As it turned out, they got none of the above. They paid $900,000 for a newer, more modern-style house on less than a third of an acre farther out, in Chantilly. They bought the house after seeing it only once, at night.

And they're ecstatic.

The Virags aren't that unusual. With house prices soaring throughout the Washington area, finding a new place to live often involves a series of difficult choices. Many would-be homeowners venture into the market with well-considered wish lists, only to find themselves crossing off one desire after another.

Buying a home has always involved some compromises. The reality of what's for sale at any time has always forced buyers to accept, in order to get.

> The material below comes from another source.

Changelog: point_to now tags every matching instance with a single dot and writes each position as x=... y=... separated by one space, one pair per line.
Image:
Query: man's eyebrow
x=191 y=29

But in today's frenzied atmosphere, the pressure to compromise may have reached new levels. Buyers must adjust their expectations quickly -- on price, location, condition, style, size and a host of other seeming must-haves -- or forget it.

"It got pretty comical at the end," Sharon Virag said. "You compromise and compromise and compromise and then you see a house that has none of the things you wanted. But it's nice, it's still standing, and it has the number of bedrooms you want, so you go for it. But then you get outbid. It wasn't even the house you wanted and you couldn't have it."

And lower-income or middle-income families aren't the only ones facing this situation, real estate agents say. Although having more money obviously means having more options, it doesn't necessarily mean getting everything you want.

"The hardest job a real estate broker in Washington has today is showing buyers what they're not going to get," said Jean Smith, an agent for Re/Max Allegiance in Georgetown. "And it's true in every price range. There's not much there and there's not much good there. Nobody gets what they want, even in the multimillion-dollar range."

Robyn Burdett of the Re/Max Allegiance office in Fairfax, said: "Every single person out there is having to figure out something they're willing to give up."

Price is the most difficult compromise, and at the same time, the one that probably comes up most often.

"The key factor you can't deviate from is what you can afford," said Peggy Parker, an agent with Keller Williams Realty in Arlington. "If you can't afford it, you can't afford it. So we always start with price range. Here's what you can get in your price range is the first thing to show a buyer."

But buyers routinely stretch to pay more than they originally planned to satisfy other desires. Bryan Sims and his family, who are moving to the Washington area from North Carolina this summer, pushed their budget about half a million dollars to get the location they wanted.